Centre for Ice and Climate
Transformation of a preservation worthy building into a modern wet laboratory
The Carlsberg Foundation's preservation worthy Biological Institute from 1932 houses the Centre for Ice and Climate, where drill cores from Greenland and Antarctica are now analysed in newly equipped wet laboratories.
- Location
- Copenhagen, Denmark
- Category
- Transformations, Culture
- Year
- 2018 - 2018
- Client
- Copenhagen University
- Collaborators
- Niras
The laboratory building at Tagensvej 16 was, until the transformation in 2018, intended for cancer research. Today the building's newly renovated wet laboratories and offices functions as Niels Bohr Institute's section for the Physics of Ice, Climate and Earth.
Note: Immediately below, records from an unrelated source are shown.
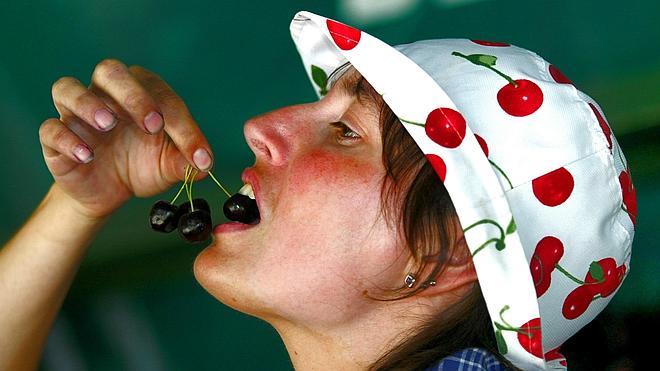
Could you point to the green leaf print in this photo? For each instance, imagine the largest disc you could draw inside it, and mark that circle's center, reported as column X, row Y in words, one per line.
column 501, row 344
column 320, row 78
column 596, row 271
column 512, row 227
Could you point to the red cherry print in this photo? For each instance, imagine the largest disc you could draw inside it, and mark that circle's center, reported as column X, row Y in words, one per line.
column 438, row 165
column 553, row 188
column 446, row 127
column 629, row 195
column 558, row 76
column 548, row 252
column 482, row 144
column 603, row 125
column 346, row 37
column 554, row 354
column 530, row 337
column 489, row 43
column 522, row 100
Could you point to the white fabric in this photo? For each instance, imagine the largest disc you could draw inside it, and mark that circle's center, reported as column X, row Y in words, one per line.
column 552, row 130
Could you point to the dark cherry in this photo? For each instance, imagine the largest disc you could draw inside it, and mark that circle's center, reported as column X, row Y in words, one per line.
column 241, row 208
column 164, row 217
column 195, row 226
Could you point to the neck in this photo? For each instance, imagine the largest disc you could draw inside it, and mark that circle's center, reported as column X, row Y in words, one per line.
column 353, row 345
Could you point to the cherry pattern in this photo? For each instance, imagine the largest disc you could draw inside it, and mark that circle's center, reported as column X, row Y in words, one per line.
column 500, row 244
column 603, row 125
column 444, row 126
column 601, row 280
column 529, row 334
column 346, row 37
column 547, row 254
column 554, row 354
column 320, row 78
column 438, row 165
column 629, row 196
column 518, row 98
column 558, row 76
column 553, row 188
column 490, row 43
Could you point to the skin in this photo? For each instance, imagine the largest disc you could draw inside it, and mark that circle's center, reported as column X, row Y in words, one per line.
column 321, row 242
column 308, row 281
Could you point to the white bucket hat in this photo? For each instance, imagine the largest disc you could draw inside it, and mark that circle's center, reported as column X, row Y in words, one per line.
column 538, row 180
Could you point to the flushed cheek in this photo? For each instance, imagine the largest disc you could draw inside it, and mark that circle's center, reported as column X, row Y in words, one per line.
column 328, row 242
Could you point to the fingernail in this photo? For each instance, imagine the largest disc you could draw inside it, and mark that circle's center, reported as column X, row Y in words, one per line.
column 83, row 153
column 153, row 122
column 202, row 159
column 104, row 119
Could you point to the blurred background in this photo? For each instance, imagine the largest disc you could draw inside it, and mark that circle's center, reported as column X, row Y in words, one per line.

From a temporary to a permanent residence
Originally, the plan for the transformation of the conservation-worthy building was to create a temporary research facility until a permanent move to the Niels Bohr Institute was possible. However, the transformation of the building into an ice laboratory, became such a great success that the Institute now and in the future belongs at Tagensvej 16 as part of the Nørre Campus.
User involvement
The important studies and analyses of ice cores, water stable isotopes, greenhouse gas, impurity concentrations, and ice properties requires specially adapted laboratories. Therefore, the layout is carefully planned based on clarification of the needs and workflows of the house's researchers, students, and the institute's management.
Initial analysis and clarification of needs have been followed up by continuous dialogue throughout the entire project development, where technical and interior design requirements specifications have been clarified. This has provided an updated and adapted working environment with space for laboratories, ancillary functions, and office space.
Renovation and transformation of the Laboratory Building has been carried out as part of Dissing+Weitling's framework agreement for the University of Copenhagen.